We took some time to examine the room. The numbers on the monitors fluctuated, but none of them seemed to exceed twelve (a worrying prospect, given rule #4 on the sheet). In some kind of maintenance closet, we found several mundane cleaning supplies. Dr. Atmos discovered that what appeared to be a steam valve was actually a cylinder containing a ladder.

Now, here's a quick rule for when you're investigating an anomaly: always let someone else go first. Assuming you can't get your hands on a nice drone, it's easy enough to requisition a D-class. Of course, I was following this rule by letting the agent go up the ladder first. Unfortunately, that agent didn't follow the rule. In retrospect, I should've said something to him. The next time we saw him, we had to catch his dead body after it fell back down the chute. The head was messily severed at the neck.
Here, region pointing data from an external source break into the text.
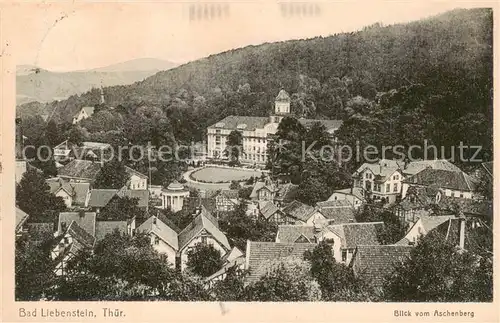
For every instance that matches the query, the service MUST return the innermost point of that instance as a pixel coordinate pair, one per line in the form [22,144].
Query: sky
[78,35]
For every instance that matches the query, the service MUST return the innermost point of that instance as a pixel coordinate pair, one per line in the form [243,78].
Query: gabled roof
[259,253]
[85,220]
[81,235]
[101,197]
[141,195]
[232,122]
[339,215]
[21,217]
[443,179]
[131,172]
[334,204]
[78,191]
[291,233]
[83,169]
[355,191]
[200,223]
[299,210]
[108,227]
[374,263]
[160,229]
[268,209]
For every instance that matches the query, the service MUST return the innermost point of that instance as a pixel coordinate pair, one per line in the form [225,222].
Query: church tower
[281,106]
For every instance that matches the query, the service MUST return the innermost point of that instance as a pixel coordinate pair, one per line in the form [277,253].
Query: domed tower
[281,106]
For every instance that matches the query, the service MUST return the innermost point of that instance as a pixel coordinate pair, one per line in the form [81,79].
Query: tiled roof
[290,233]
[329,124]
[132,171]
[141,195]
[232,122]
[374,263]
[355,191]
[197,225]
[77,168]
[85,220]
[334,204]
[258,253]
[101,197]
[362,233]
[78,191]
[442,179]
[268,209]
[283,96]
[339,215]
[298,210]
[21,217]
[81,235]
[163,231]
[108,227]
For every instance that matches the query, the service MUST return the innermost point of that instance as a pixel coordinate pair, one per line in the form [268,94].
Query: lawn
[218,174]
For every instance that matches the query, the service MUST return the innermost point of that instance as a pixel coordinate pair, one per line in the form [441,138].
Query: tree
[204,259]
[234,145]
[245,192]
[112,175]
[235,185]
[33,197]
[337,281]
[121,209]
[437,272]
[287,280]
Thankfully, we caught the body. I don't know how the flower people would've reacted if I'd dropped a headless cadaver down the chute, which, if Dr. Atmos' later investigations are reliable, leads down to the cathedral. From whatever was above, we heard a cutting scream that made me freeze up for a second. "Scream" is the best word to describe it, but it was more like a high-pitched roar. Naturally, Dr. Atmos and I disobeyed rule #5 and ran out of there in a panic.

From the after-incident report I read, that stirred the flower people up into a bit of a frenzy. They had to send a D-class in there to calm them down; apparently, they were just in murder mode. Last I heard, no one's really gone into that room without wool slippers and a seminar in noise reduction.
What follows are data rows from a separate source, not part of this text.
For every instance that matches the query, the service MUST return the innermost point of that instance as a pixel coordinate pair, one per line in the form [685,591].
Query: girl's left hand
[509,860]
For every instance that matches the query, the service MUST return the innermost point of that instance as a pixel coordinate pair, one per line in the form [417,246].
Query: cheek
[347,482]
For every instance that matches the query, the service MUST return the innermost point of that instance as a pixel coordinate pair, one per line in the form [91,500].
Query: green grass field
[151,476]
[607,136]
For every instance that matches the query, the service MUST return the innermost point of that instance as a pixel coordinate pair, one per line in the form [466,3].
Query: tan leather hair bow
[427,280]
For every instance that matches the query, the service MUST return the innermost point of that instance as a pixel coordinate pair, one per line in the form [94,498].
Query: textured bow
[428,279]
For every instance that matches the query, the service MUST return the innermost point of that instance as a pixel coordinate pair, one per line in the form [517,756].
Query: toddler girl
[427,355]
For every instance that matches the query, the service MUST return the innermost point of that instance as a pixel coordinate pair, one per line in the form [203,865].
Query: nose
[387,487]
Anyways, there are a few lessons to be learned from this.

  • Be Inquisitive. Anomalies are almost always more than meets the eye, and there's some clever way to achieve some additional behavior. Open the other side of the door. Replace the picture in the painting frame. Submerge the anomalous eggs in boiling water. Sometimes, your investigation turns up nothing. Sometimes, you've just discovered a whole new world behind what might only be a Safe-class to the untrained eye.
  • Contrarily, Be Cautious. Anomalies are just that: anomalies. By definition, we don't know what they'll do next. Before you replace the picture in the painting frame, make sure you're doing it in a room made of reinforced concrete. Also, do it with a robotic arm. You never know if a monster is going to hop out of the frame and demand the soul of your firstborn son.

Thanks for reading my spiel. In my next paper, I'll tell you why you really shouldn't be drinking orange juice, and not just because of the sugar.